Perdebatan klasik selalu mengemuka, apakah Islam mesti dikaji dengan ilmu-ilmu yang lahir dari rahim Islam, seperti nahwu, shorof, usul fiqh, tafsir, tajwid. manthiq dan sebagainya atau boleh dikaji dengan disiplin ilmu lain, yang notebene lahir dari rahim Barat, Yunani dan Kristen, yang beberapa abad lamanya menjadi “musuh” Islam? Dikotomi Islam-Barat oleh sebagian kalangan telah memunculkan stigma dan ”vonis” yang satu lebih unggul dari yang lain. Seperti apa yang dikatakan oleh Samuel P Huntington tentang The Clash of Civilization (benturan peradaban).

Sementara tuntutan untuk menghadirkan Islam yang progresif, bergerak mengikuti arus zaman semakin gencar. Gerakan ini bersinggungan dengan pola khilafah Islamiah yang menginginkan Islam berada dalam satu ikatan, baik politis maupun teologis-fiqh. Isu syariat Islam misalnya, disertai dengan “pengharaman” produk-produk barat (kafir), termasuk produk pemikirannya. Pola relasi seperti ini akan mematikan dialog Islam dan Barat. Akibatnya konflik akan terus ada jika tidak ada inisiatif untuk mendialogkan kedua entitas yang mewarnai semangat zaman ini.

Merunut sejarah, persinggungan Islam dengan ilmu-ilmu yang berasal dari khasanah luar Islam sudah terjadi sejak lama. Ibnu Rusydi (Averros) misalnya menggabungkan tasawuf Islam dengan filsafat Yunani. Pun demikian dengan Al Ghazali yang pernah berpolemik dengan Ibnu Rusydi. Polemik ini sampai sekarang belum ”menghasilkan” konsensus siapa yang benar dan siapa yang salah. Justru keduanya adalah tokoh-tokoh besar Islam yang mewarnai jagad pemikiran Islam klasik.

Pembacaan Islam dengan pemikiran kontemporer memunculkan konsekuensi lain, yakni vonis sesat yang diterima pemikir-pemikir Islam ini. Negara-negara Islam tak pernah “bersahabat” dengan pemikir-pemikir di luar mainstream. Nasr Hamid Abu Zayd gagal meraih gelar profesor karena pikirannya dianggap keluar dari batas-batas keimanan. Sidang dewan penilai menetapkan kekafiran terhadap Nasr Hamid Abu Zayd.
Salah satu pondasi kuat yang membangun pemikiran Islam adalah ijtihad.

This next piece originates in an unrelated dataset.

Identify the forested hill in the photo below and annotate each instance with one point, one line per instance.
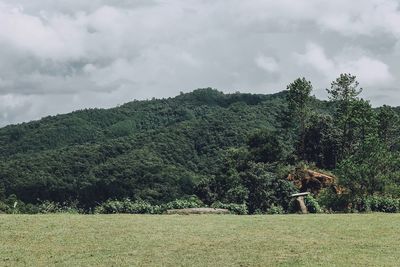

Ijtihad yang secara bahasa bermakna bersungguh-sungguh memiliki cakupan iidealitas sebagai sebuah upaya untuk menafsirkan teks-teks keagamaan (al Quran dan hadits) agar sejalan dengan semangat zaman. Namun, pasca tadwin (penulisan hasil keilmuan Islam) berhembus isu ijtihad telah tertutup dan dibakukannya keilmuwan Islam, perkembangan keilmuan Islam nyaris mengalami stagnasi yang akut. Pada akhirnya, yang muncul adalah truth claim (klaim kebenaran) oleh satu kelompok. Islam dianggap sudah final, sempurna. Ijtihad baru berarti menegasi kesempurnaan Islam itu sendiri.

Muhammad Abid al Jabiri adalah salah satu pemikir Islam yang mendobrak kejumudan pemikiran Islam dengan mega proyeknya Kritik Nalar Arab (Naqd al-‘Aql al-‘Arabi). Menurutnya nalar Arab mempunyai tiga sistem pengetahuan atau epistemologi, yakni epistem bahasa (bayani) yang berasal dari kebudayaan Arab, epistem gnosis (irfani) yang berasal dari tradisi Persia dan Hermetis, dan epistem rasionalis (burhani) yang berasal dari Yunani.

Bagi al-Jabiri, ketiga epistem ini harus dibangun kembali relasinya. Karena perbedaan ideologi, epistem burhani menjadi korban, sebagaimana dilakukan oleh al Ghazali, Ibn Sina, Isma’ili dan Ibn ’Arabi. Relasi yang dibangun berada di tataran manhaj (bahasa dan logika) dan tataran world view (teologi dan filsafat). Ketiga epistem ini jika terintegarsi dengan baik akan memudahkan untuk membagi wilayah religioustiy yang merupakan medan burhani, religion yang subjektif (bayani) dan being religous yang intersubjektif (irfani

Marylin R. Waldman mengatakan bahwa sejarah agama dibagi menjadi dua pendekatan. Pertama, teologis, yakni tindakan realitas tertinggi dan mutlak. Dan yang kedua pendekatan humanis, yakni mengenai respons manusia terhadap kehadiran realitas tertingi tersebut (transenden). Semangat inilah yang mendasari segala bentuk pemikiran kontemporer Islam, terutama dari sisi humanitas. Pendekatan teologis lebih beorientasi pada teks dan Tuhan sebagai realitas tertinggi dan mutlak dalam relasi hamba-pencipta. Khazanah Islam klasik sudah jauh-jauh hari membahas masalah teologi. Pendekatan teologi bisa jadi hanya akan membuat agama tetap berada di langit, sementara problem humanitas masih berada di bumi.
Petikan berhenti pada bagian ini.